Topic: Hope is on the horizon - one day FPS drops might be a thing of the past! (Read 8276 times)

wierd · « **Reply #30 on:** September 19, 2016, 04:36:47 pm »

I think they are confused. It is the epitome of centralized, because it is the bigiron+thin client model all over again, and certainly not new.

But just throw the word "cloud!" On it, and the PHBs won't know it isn't new or awesome.

SpoCk0nd0pe · « **Reply #31 on:** September 19, 2016, 06:11:58 pm »

Quote from: wierd on September 18, 2016, 11:54:47 am

FPS drop in DF is not usually caused by cpu speed, but by RAM access speed.

Modern CPUs are already much faster than the switching speed in most RAM modules, (Yes, even DDR4). This means that if the program does lots of things with RAM (Like DF does), then it will spend lots and lots of time waiting around for the memory bus to be free so it can perform another memory operation.
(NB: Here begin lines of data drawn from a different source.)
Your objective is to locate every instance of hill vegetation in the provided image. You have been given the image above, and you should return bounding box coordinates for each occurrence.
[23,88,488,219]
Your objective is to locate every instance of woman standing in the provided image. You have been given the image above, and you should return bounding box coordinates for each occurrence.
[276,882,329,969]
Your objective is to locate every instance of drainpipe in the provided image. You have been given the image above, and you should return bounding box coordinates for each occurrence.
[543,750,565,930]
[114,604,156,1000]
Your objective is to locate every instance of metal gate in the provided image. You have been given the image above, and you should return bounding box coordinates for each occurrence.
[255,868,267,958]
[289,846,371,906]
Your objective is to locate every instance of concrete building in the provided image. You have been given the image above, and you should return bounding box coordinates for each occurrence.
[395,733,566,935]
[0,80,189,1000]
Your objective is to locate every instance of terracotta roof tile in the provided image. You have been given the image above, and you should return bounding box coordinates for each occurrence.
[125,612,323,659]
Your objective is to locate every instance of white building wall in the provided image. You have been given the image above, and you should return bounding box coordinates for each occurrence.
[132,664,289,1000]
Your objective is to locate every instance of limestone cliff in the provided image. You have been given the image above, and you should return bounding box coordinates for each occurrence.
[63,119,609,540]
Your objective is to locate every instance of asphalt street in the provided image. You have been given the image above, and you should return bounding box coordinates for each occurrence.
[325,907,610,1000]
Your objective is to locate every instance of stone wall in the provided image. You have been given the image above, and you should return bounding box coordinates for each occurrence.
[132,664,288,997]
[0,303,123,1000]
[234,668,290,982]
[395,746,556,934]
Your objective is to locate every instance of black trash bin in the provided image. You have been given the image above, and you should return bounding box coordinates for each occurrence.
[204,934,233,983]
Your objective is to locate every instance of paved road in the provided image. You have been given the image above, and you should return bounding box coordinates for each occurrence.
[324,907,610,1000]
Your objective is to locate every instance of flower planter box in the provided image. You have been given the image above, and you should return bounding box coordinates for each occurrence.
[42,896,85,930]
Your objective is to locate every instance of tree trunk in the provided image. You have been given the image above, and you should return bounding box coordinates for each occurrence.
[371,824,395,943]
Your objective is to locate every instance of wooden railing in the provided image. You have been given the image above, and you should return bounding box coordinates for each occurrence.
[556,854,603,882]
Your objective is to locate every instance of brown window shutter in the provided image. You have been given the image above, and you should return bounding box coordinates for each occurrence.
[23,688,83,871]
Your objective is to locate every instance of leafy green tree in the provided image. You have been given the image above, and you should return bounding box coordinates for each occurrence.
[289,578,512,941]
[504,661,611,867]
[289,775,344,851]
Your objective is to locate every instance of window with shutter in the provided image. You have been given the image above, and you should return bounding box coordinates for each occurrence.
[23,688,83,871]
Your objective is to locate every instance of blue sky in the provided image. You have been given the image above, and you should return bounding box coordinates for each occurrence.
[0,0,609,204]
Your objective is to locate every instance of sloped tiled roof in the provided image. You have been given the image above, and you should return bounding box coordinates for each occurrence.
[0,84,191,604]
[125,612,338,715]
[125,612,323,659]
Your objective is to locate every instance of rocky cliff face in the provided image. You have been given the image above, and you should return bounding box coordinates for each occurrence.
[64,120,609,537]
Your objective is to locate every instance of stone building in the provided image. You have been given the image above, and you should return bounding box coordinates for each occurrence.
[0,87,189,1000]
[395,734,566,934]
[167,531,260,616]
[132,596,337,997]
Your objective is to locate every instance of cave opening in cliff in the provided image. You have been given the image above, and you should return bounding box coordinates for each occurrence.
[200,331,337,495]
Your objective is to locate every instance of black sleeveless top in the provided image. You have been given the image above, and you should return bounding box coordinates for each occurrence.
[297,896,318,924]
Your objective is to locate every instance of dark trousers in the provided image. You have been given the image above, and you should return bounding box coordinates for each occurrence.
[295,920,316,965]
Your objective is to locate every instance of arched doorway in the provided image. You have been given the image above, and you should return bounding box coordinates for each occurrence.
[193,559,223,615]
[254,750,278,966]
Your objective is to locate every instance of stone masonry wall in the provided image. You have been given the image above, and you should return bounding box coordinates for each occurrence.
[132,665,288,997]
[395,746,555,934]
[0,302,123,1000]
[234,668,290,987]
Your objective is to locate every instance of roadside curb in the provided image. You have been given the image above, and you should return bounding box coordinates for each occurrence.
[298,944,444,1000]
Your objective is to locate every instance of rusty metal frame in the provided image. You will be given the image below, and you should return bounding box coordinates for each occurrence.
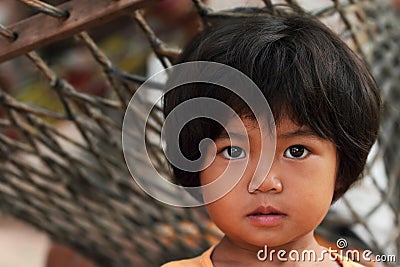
[0,0,160,63]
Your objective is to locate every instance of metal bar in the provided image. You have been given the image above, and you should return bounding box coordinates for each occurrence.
[18,0,69,19]
[0,0,160,63]
[0,24,18,42]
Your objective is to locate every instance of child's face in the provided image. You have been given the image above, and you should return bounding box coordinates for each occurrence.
[200,116,337,249]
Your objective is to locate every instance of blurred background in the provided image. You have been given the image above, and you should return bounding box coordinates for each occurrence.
[0,0,400,267]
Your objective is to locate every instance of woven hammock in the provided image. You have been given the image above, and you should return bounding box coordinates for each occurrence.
[0,0,400,266]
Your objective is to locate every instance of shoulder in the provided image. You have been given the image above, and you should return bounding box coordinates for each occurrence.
[335,254,365,267]
[161,245,215,267]
[161,256,201,267]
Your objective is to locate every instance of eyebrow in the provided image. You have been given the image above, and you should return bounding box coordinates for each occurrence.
[278,129,321,139]
[216,131,248,139]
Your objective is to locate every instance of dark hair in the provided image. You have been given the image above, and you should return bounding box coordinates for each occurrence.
[164,12,381,201]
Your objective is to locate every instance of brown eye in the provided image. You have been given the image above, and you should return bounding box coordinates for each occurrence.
[284,145,310,159]
[222,146,246,159]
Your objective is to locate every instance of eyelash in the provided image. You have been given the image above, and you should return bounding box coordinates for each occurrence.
[219,145,311,160]
[220,146,246,160]
[283,145,311,160]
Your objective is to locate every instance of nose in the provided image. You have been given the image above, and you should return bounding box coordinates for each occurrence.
[248,161,283,193]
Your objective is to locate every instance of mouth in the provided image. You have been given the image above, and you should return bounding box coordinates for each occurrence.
[246,206,287,227]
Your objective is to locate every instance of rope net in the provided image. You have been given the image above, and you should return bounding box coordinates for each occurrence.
[0,0,400,266]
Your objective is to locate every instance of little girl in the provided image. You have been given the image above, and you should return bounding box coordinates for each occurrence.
[160,12,381,267]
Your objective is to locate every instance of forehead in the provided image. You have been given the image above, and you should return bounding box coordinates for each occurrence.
[225,117,315,136]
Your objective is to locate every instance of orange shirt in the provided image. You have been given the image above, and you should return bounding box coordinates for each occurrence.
[161,245,364,267]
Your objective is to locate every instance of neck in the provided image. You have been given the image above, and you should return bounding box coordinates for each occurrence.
[211,233,330,266]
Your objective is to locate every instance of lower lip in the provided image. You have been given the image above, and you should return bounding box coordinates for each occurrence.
[247,214,286,227]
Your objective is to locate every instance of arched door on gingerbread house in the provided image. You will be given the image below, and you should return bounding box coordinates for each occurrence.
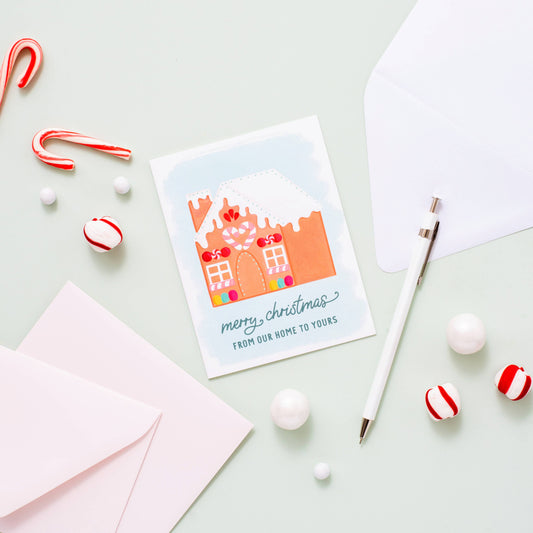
[237,252,267,298]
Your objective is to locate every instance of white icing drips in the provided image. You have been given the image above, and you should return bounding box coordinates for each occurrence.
[194,169,321,248]
[186,189,211,209]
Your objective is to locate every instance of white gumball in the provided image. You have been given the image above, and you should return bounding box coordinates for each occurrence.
[113,176,131,194]
[446,313,487,354]
[270,389,309,429]
[313,463,331,481]
[39,187,56,205]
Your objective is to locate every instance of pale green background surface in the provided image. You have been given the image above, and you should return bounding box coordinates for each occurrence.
[0,0,533,533]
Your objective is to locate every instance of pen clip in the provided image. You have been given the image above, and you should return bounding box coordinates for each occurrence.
[416,220,439,285]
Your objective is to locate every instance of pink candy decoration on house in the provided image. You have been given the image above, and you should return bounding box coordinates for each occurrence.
[202,247,231,263]
[32,128,131,170]
[257,233,283,248]
[494,365,531,402]
[426,383,461,420]
[0,38,43,113]
[222,219,257,250]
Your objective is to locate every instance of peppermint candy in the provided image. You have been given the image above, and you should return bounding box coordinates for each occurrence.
[83,217,123,252]
[426,383,461,420]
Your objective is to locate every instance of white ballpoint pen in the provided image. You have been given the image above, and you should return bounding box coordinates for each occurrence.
[359,197,439,444]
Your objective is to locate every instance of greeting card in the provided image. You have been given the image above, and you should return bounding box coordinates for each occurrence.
[151,117,375,378]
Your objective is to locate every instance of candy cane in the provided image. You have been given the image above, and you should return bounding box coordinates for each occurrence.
[0,39,43,112]
[32,128,131,170]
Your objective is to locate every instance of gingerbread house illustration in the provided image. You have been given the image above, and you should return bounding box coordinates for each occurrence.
[187,170,335,307]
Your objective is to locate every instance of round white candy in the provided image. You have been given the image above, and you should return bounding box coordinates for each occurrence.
[39,187,56,205]
[83,217,122,252]
[270,389,309,429]
[113,176,131,194]
[426,383,461,420]
[446,313,486,354]
[313,463,331,480]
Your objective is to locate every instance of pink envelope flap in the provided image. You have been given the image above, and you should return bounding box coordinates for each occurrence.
[0,342,161,517]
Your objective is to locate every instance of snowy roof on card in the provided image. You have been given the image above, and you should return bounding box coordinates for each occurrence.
[196,170,320,248]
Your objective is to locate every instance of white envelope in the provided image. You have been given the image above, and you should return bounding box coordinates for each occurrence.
[0,283,252,533]
[365,0,533,271]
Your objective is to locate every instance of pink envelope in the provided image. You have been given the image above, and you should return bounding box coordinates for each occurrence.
[5,283,252,533]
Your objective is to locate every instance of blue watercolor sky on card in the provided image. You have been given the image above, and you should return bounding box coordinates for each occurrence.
[160,134,371,375]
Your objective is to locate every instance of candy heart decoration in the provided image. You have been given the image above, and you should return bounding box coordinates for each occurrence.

DF uses very large data structures in RAM (Like the creature and item index vectors), which get bigger the more dwarves or items you have in your fortress. There are limits to how much data one can pull in or out of a memory read or write at a time. This is usually called the "Word size" and is processor and architecture dependent. 64bit processors have larger word sizes, which is one reason (among many!) that the 64bit version of the game is very well received, and likely results in a performance increase on the same hardware.

Could the waiting problem be reduced by pulling different things from RAM in the meantime? By e.g. multi threading (things that make sense to multi thread) or doing some kind of queue?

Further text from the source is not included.